Hoje, por alguma razão que não sei explicar, lembrei-me de um episódio que me fez suspirar de alívio por já não morar em Vila do Conde.
Durante o Festival de Curtas Metragens deste ano, ouvi uma rapariga que já conheço há uns anos gozar com a mulher de um rapaz que também lá trabalhou, porque ela não é bonita. Mais grave que isto: ela gozou com a mulher dele, em frente a ele.
Na altura só pensava no absurdo que isso era, que isso faz-se quando somos miudinhas, e nem sequer nessa altura tem desculpa, quanto mais aos vinte e tal anos.
Isto é do género de coisas que me faziam querer sair da minha cidade e que sempre me fizeram pensar que a cidade era pequena demais para mim.
Não me entendam mal: eu gosto muito de Vila do Conde, adoro voltar cá, adoro os meus amigos de cá, as particularidades da cidade, e posso ser muito tendenciosa quando digo que a cidade é lindíssima, mas também sou sincera. Por outro lado, não me tenho por uma cosmopolita nata, admito a minha costela provinciana com todo o orgulho.
Mas ver o que vi, ouvir o que ouvi, viver o que vivi durante tantos anos, fez-me perceber sem margem para dúvidas que as cidades pequenas serão sempre cidades pequenas.
Inventam-se histórias, boatos, fazem-se juízos de valor com base em princípios absolutamente fúteis. O que interessa é o aspecto: da cara, do corpo, das roupas, dos carros.

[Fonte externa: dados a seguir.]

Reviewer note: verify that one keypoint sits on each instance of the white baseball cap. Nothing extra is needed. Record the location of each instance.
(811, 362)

A juntar a isto, numa cidade desta dimensão, e deste desenvolvimento sócio-cultural, as pessoas "da cidade" acham-se no direito de gozar com as pessoas "da aldeia". Não suporto isto.
Não sei se Vila do Conde é somente herdeira de um legado novo-rico do Norte, durante anos zona rural, com um desenvolvimento exponencial e riquezas súbitas surgidas paralelamente - sinceramente, nem quero saber.
Numa cidade em que tudo se comenta, tudo se critica, tudo se inventa, não serei concerteza eu a deitar achas na fogueira.
Como uma vez me disse um amigo conterrâneo "Vila do Conde é uma aldeia com vícios de cidade".
Não quero ser nem acho que deva ser a filha ingrata, mas o meu amigo tinha toda a razão.